Why you should be Spot-Checking Algorithms on your Machine Learning Problems
Spot-checking algorithms is about getting a quick assessment of a bunch of different algorithms on your machine learning problem so that you know what algorithms to focus on and what to discard. # 随机抽查算法就是,快速评估一堆算法,以便来决定哪些算法需要继续深入下去而那些算法应该舍弃。
下面给出了5点关于随机抽查算法的注意事项:
- Algorithm Diversity: You want a good mix of algorithm types. I like to include instance based methods (live LVQ and knn), functions and kernels (like neural nets, regression and SVM), rule systems (like Decision Table and RIPPER) and decision trees (like CART, ID3 and C4.5). # 算法多样性。确保几种算法在实质上差别很很大,比如SVM和LR+正则化本质是一样的,所以如何尝试了SVM那么没有必要尝试LR+正则化. 比如我们可以选择基于实例的kNN, 基于决策树的CART, 基于核函数SVM,以及基于生成方法的NB. 文章后面还给了10个比较常用的算法。当然这些都是没有做加强的。
- Best Foot Forward: Each algorithm needs to be given a chance to put it's best foot forward. This does not mean performing a sensitivity analysis on the parameters of each algorithm, but using experiments and heuristics to give each algorithm a fair chance. For example if kNN is in the mix, give it 3 chances with k values of 1, 5 and 7. # 为每个算法评价的时候需要尽可能的公平,为这个算法提供最有利的条件。
- Formal Experiment: Don't play.

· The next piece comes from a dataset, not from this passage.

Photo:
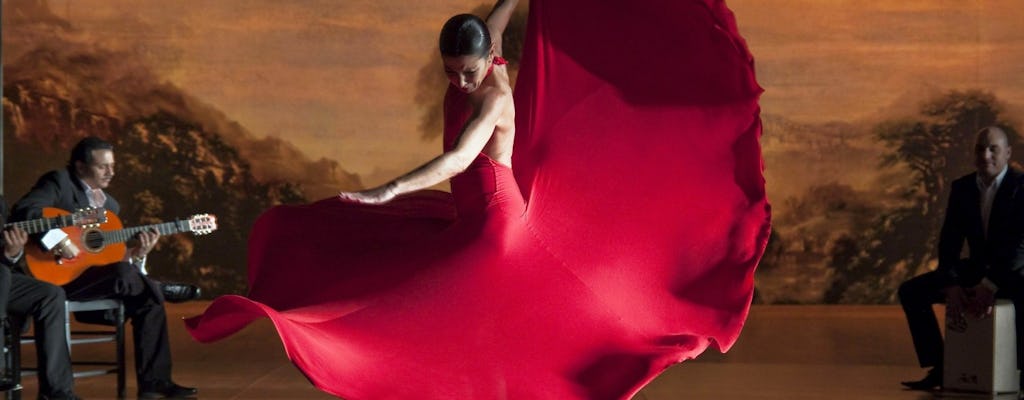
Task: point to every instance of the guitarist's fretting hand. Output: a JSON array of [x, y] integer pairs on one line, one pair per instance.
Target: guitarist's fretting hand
[[13, 241]]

There is a huge temptation to try lots of different things in an informal manner, to play around with algorithms on your problem. The idea of spot-checking is to get to the methods that do well on the problem, fast. Design the experiment, run it, then analyze the results. Be methodical. I like to rank algorithms by their statistical significant wins (in pairwise comparisons) and take the top 3-5 as a basis for tuning. # 和上面一样,要深入分析这个方法。最终选择前面3-5名来做作为basis进行调优。
- Jumping-off Point: The best performing algorithms are a starting point not the solution to the problem. The algorithms that are shown to be effective may not be the best algorithms for the job. They are most likely to be useful pointers to types of algorithms that perform well on the problem. For example, if kNN does well, consider follow-up experiments on all the instance based methods and variations of kNN you can think of. # 选出的这几个算法只是一个开始,它能告诉我们这个问题最终结构可能会是什么样的。我们可以以此为起点继续深入。
- Build Your Short-list: As you learn and try many different algorithms you can add new algorithms to the suite of algorithms that you use in a spot-check experiment. When I discover a particularly powerful configuration of an algorithm, I like to generalize it and include it in my suite, making my suite more robust for the next problem. # 建立自己的候选算法集合
下面是这篇文章给出的10个候选算法:
- C4.5 This is a decision tree algorithm and includes descendent methods like the famous C5.0 and ID3 algorithms.
- k-means. The go-to clustering algorithm.
- Support Vector Machines. This is really a huge field of study.
- Apriori. This is the go-to algorithm for rule extraction.
- EM. Along with k-means, go-to clustering algorithm.
- PageRank. I rarely touch graph-based problems.
- AdaBoost. This is really the family of boosting ensemble methods.
- knn (k-nearest neighbor). Simple and effective instance-based method.
- Naive Bayes. Simple and robust use of Bayes theorem on data.
- CART (classification and regression trees) another tree-based method.